Finally, we used expression profiling of RWPE-LacZ and RWPE-SChLAP1 cells to characterize
the relationship between SNF5 binding and SChLAP1-mediated gene expression changes.
After identifying a gene signature with highly significant expression changes (Supplementary
Table 6d), we intersected this signature with the ChIP-Seq data. We observed that
a significant subset of genes with ≥2-fold relative decrease in SNF5 genomic binding
were dysregulated when SChLAP1 was overexpressed (Supplementary Fig. 14b). Decreased
SNF5 binding was primarily associated with downregulation of target gene expression
(Supplementary Table 6e), although the SWI/SNF complex is known to regulate expression
in either direction
24,25
. An integrative GSEA analysis of the microarray and SNF5 ChIP-Seq data demonstrated
a significant enrichment for genes that were repressed when SChLAP1 was overexpressed
(q-value = 0.003, Fig. 4g). Overall, these data argue that SChLAP1 overexpression
antagonizes SWI/SNF complex function by attenuating the genomic binding of this complex,
thereby impairing its ability to regulate gene expression properly.
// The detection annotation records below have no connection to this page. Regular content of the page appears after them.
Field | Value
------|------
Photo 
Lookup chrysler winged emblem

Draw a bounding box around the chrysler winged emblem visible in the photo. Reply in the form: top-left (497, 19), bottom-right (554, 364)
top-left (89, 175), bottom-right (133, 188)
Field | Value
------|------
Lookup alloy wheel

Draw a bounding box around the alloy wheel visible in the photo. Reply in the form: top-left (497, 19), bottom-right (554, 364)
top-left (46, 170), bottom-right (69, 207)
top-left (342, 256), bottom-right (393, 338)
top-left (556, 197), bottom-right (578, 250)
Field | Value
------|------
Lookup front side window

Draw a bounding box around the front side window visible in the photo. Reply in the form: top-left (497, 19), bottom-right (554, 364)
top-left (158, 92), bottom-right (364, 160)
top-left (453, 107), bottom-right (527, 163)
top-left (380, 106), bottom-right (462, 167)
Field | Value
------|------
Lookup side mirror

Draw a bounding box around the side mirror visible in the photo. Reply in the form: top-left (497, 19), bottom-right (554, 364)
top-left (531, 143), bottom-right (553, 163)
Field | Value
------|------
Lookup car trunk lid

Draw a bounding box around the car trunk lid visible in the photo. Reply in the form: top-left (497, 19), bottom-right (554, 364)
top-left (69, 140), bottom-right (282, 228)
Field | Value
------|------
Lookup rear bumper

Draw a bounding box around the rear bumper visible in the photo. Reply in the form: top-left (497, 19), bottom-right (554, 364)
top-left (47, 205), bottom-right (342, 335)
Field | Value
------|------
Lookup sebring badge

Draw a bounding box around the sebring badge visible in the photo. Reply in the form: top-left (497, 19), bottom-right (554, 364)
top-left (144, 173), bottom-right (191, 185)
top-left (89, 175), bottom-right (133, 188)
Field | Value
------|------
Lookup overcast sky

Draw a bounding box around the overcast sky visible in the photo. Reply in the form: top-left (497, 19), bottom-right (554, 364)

Here, we have discovered SChLAP1, a highly prognostic lncRNA that is abundantly expressed
in ∼25% of prostate cancers and aided the discrimination of aggressive from indolent
forms of this disease. Mechanistically, we find that SChLAP1 coordinates cancer cell
invasion in vitro and metastatic spread in vivo. Moreover, we characterize an antagonistic
SChLAP1-SWI/SNF axis in which SChLAP1 impairs SNF5-mediated gene expression regulation
and genomic binding (Supplementary Fig. 14c). Thus, while other lncRNAs such as HOTAIR
and HOTTIP are known to assist epigenetic complexes such as PRC2 and MLL by facilitating
their genomic binding and enhancing their functions
8,9,32
, SChLAP1 is the first lncRNA, to our knowledge, that impairs a major epigenetic complex
with well-documented tumor suppressor function
23-25,33-35
. Taken together, our discovery of SChLAP1 has broad implications for cancer biology
and provides supporting evidence for the role of lncRNAs in the progression of aggressive
cancers.
Data Deposition
Sequences for SChLAP1 isoforms #1-7 have been deposited to GenBank as accession numbers
JX117418 – JX117424. Microarray data have been deposited to GEO as accession number
GSE40386.
Online Methods
Experimental studies
Cell lines
All cell lines were obtained from the American Type Culture Collection (Manassas,
VA). Cell lines were maintained using standard media and conditions. Specifically,
VCaP and Du145 cells were maintained in DMEM (Invitrogen) plus 10% fetal bovine serum
(FBS) plus 1% penicillin-streptomycin. LNCaP and 22Rv1 were maintained in RPMI 1640
(Invitrogen) plus 10% FBS and 1% penicillin-streptomycin. RWPE cells were maintained
in KSF media (Invitrogen) plus 10ng/mL EGF (Sigma) and bovine pituitary extract (BPE)
and 1% penicillin-streptomycin. All cell lines were grown at 37°C in a 5% CO2 cell
culture incubator. All cell lines were genotyped for identity at the University of
Michigan Sequencing Core and tested routinely for Mycoplasma contamination.
SChLAP1 or control-expressing cell lines were generated by cloning SChLAP1 or control
into the pLenti6 vector (Invitrogen) using pcr8 non-directional Gateway cloning (Invitrogen)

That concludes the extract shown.